I spent a brief period in Georgia in the 1980s -- before the Soviet Union collapsed, but when it was very obviously in decline -- and thought it a most delightful country.

It was Italy on the Caucasus, and the Georgians seemed like the Italians of Asia: a handsome, smiling, cordial people, who played accordian music in the street and sat out on their verandahs and flower-bedecked balconies like Sicilians.

Unlike Russia, whose prevailing mood is Nordic and often dark -- like the writings of Dostoevsky, Chekov and Gogul -- Georgia was a land of sun and wine.

The late Sean MacReamonn, brilliant TV talker and scholar of the Irish language -- who once explained to me, with amazing clarity, how Irish and Welsh had split apart in the 12th century -- knew and loved Georgia and was knowledgeable about the Georgian language.

He also introduced me to Georgian champagne -- not strictly permitted to be called champagne because of the French copyright on the word -- but in my drinking days I found it every bit as enjoyable as "the sparkling wine of eastern France".

Georgian bubbly is a lot sweeter and a lot cheaper, but that suited me just fine: some French champagne is so dry it is almost acidulous.

You cannot know a country properly in a short visit, but you can get a feeling for a place. The Georgians were proud of their long traditions of nationhood -- they have been recognised as a nation since the fourth century; proud of their distinctive language, their poetry -- they put up more statues to poets than to politicians, bless them, and their art. Tbilisi has an engaging national art gallery which is very distinctly Georgian.

Their religion, the Georgian Orthodox Church, has been a strong aspect of their nationhood since the dawn of Christianity. During the worst periods of Communist suppression of religion -- Khruschev bulldozed hundreds of beautiful gold-plated onion-domed basilicas all over the USSR -- Georgia kept its monasteries, churches and seminaries open.

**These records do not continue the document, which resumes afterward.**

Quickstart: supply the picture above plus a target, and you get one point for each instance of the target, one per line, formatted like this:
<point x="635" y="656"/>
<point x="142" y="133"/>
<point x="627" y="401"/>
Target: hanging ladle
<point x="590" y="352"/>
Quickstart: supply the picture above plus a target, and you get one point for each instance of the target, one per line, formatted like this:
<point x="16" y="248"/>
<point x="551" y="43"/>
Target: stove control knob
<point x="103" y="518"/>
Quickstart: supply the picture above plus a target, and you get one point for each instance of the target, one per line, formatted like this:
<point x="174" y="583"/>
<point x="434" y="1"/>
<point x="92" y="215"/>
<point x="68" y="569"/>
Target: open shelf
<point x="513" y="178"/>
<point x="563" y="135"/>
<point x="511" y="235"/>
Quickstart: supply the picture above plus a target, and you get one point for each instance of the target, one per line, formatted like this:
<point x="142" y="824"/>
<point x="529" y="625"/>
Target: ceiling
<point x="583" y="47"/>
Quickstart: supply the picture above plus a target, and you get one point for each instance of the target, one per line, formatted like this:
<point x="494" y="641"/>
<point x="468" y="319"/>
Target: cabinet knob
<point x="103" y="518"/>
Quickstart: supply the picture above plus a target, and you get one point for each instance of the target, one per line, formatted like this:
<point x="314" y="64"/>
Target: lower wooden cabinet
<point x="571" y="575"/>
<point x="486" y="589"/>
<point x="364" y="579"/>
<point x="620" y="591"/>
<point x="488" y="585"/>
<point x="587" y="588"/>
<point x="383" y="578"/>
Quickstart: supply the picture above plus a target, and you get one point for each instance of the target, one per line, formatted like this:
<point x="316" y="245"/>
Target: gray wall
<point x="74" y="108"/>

The priests, who may, of course, marry, were traditionally the most educated element in Georgian society.

Stalin's mother pulled every string in the book to get young Stalin into a Georgian seminary, not especially for reasons of faith but because it was the only place to get a decent education.

But if the Georgians, who are only five-and-a-half million in number -- were proud of their long tradition of nationhood, they were also aware of their vulnerability.

Freud famously said that anatomy is destiny; it could be added that for a nation, geography is history. Georgians may be a distinct people, but their frontiers have been vulnerable to conquest by Monguls, Persians, Turks and, of course, Russia. Western Georgia was dominated by the Ottomans and Eastern Georgia by Persian rule until united by Russian conquest in the 1820s.

At this point I remembered my English husband saying, somewhat tactlessly, at a family gathering in Dublin: "Ireland never was united -- except under the crown." True, but embarrassing. But another fact which reminds us that "geography is history".

The problem Georgia has with South Ossetia also has some parallels with Northern Ireland. The enclave, with its strong Russian element, has always been inclined to dissent from Tbilisi.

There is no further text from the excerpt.